This skeleton hangs over the entrance to the Center. Don't recall the statistics...VERY BIG!
There were learning stations throughout the room. You were given a book as your ticket to get in. To the left of the picture you see Fun Fact #1 where you get to stamp your book with an embosser to answer to question. There were 5 stations. Bob and I stamped our books....out of curiosity and for fun we put each stamp on our page. Guess it's a good thing we weren't with a teacher because we weren't following directions too well on that part. But we have a neat collection of embossed stamps.
These kids are gathered around a window into the treatment center.
Visitors can watch procedures through the large window or a video screen to the upper right.

You leave the Center and walk outside to the Rehabilitation Pavilion with an elevated walkway to allow visitors to watch veterinary care of injured and ill turtles. As I walked into the pavilion I was awe struck by the name of the first turtle we encountered.

Ovida is an unusual name.
This turtle was named Vida (means
life in Spanish).
Vida had been fitted with a transmitter for tracking when released.
This made an "O" on her back. What are the odds?
You could only see this particular turtle in a mirror above the tank.

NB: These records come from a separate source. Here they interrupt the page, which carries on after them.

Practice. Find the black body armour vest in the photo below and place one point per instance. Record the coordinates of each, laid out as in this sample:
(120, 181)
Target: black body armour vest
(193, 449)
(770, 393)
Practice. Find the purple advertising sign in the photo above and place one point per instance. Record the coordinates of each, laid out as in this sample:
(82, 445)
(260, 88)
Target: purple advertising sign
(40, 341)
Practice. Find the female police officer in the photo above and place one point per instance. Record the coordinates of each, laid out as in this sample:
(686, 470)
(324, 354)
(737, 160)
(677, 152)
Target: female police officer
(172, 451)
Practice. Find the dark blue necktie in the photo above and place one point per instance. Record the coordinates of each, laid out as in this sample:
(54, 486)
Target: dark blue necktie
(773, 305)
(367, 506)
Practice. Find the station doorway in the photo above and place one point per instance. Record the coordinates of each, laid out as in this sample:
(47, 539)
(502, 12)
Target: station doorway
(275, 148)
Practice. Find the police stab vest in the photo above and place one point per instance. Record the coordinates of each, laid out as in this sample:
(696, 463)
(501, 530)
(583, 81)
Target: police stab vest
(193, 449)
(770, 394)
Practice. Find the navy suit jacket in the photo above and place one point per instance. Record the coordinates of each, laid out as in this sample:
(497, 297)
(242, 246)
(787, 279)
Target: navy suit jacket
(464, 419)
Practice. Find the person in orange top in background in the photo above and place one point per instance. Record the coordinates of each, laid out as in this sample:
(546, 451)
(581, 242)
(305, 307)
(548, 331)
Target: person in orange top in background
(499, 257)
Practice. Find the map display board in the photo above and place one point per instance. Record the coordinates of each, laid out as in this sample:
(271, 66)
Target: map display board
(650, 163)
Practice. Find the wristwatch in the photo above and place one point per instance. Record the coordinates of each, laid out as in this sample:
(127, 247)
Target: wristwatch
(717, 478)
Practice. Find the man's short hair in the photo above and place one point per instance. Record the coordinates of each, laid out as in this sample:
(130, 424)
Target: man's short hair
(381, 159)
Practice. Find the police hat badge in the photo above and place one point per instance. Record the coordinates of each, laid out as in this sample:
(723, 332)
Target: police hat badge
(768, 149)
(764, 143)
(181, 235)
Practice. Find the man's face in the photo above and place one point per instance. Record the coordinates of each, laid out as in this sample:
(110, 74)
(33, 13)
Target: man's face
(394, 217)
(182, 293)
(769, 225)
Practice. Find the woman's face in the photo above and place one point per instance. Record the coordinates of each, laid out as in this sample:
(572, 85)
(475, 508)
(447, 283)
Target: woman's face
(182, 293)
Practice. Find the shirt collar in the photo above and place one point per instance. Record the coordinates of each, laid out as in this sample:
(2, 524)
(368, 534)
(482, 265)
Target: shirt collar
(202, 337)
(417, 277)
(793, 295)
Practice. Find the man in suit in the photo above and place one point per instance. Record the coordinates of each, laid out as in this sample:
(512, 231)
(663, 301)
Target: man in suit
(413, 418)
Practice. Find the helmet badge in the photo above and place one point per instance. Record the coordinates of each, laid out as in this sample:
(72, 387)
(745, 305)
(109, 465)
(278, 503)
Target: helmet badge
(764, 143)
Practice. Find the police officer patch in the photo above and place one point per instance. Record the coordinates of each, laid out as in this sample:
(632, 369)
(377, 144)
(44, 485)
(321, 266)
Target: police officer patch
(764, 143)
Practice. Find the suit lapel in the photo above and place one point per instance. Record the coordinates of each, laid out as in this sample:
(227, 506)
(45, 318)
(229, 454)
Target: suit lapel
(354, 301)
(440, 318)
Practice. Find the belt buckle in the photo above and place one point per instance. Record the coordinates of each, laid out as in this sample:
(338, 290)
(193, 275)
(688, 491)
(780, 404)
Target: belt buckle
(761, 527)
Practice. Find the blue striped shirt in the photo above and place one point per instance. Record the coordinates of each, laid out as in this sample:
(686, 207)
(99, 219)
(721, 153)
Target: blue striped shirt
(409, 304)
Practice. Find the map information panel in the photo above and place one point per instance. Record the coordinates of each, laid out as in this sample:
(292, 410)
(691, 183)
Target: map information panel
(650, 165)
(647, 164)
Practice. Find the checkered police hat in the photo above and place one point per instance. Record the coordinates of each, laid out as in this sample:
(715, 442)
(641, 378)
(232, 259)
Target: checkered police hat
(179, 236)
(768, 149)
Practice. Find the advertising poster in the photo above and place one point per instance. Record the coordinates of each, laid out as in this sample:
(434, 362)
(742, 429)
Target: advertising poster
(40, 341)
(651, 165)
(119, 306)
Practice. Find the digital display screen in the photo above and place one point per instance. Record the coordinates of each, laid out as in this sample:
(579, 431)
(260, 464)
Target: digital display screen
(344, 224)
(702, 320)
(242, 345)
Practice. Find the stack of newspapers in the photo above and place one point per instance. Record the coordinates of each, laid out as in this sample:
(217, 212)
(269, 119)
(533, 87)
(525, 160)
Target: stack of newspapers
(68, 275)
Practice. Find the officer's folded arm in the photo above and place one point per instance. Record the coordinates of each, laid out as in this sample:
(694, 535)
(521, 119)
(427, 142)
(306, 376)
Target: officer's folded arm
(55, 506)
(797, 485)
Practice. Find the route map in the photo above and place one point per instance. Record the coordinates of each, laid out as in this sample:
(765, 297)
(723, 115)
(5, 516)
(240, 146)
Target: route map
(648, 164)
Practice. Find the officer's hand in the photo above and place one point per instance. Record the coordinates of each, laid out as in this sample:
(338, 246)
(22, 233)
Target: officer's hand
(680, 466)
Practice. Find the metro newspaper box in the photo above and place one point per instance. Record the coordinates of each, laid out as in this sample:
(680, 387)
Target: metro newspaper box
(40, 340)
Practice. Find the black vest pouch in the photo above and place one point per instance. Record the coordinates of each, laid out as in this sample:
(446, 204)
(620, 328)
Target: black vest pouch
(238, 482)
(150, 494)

There were turtles there that had been shipped from the North due to cold damage of various types. The northern aquarium did not have room for them and contacted the Georgia Center as they knew they were doing research and treatment. The Center accepted them.
There were numerous terrapins (not actually a sea turtle) that are taken in at the center frequently because they were hit by a car. That was a terrapin with shell damage that was being worked on while we were in the center. Hatchlings and even nest eggs are cared for here.
This list corresponds with eggs rescued, numbered and hatched in the pavilion.
There were several containers of the still small hatchlings.
If you want to see and learn more about the turtles please go to
I'll be going there to watch the progress of "O"Vida.
Seems due to complications she's not being released as planned.
Come on girl, let's go. A long Life waits in that big ocean.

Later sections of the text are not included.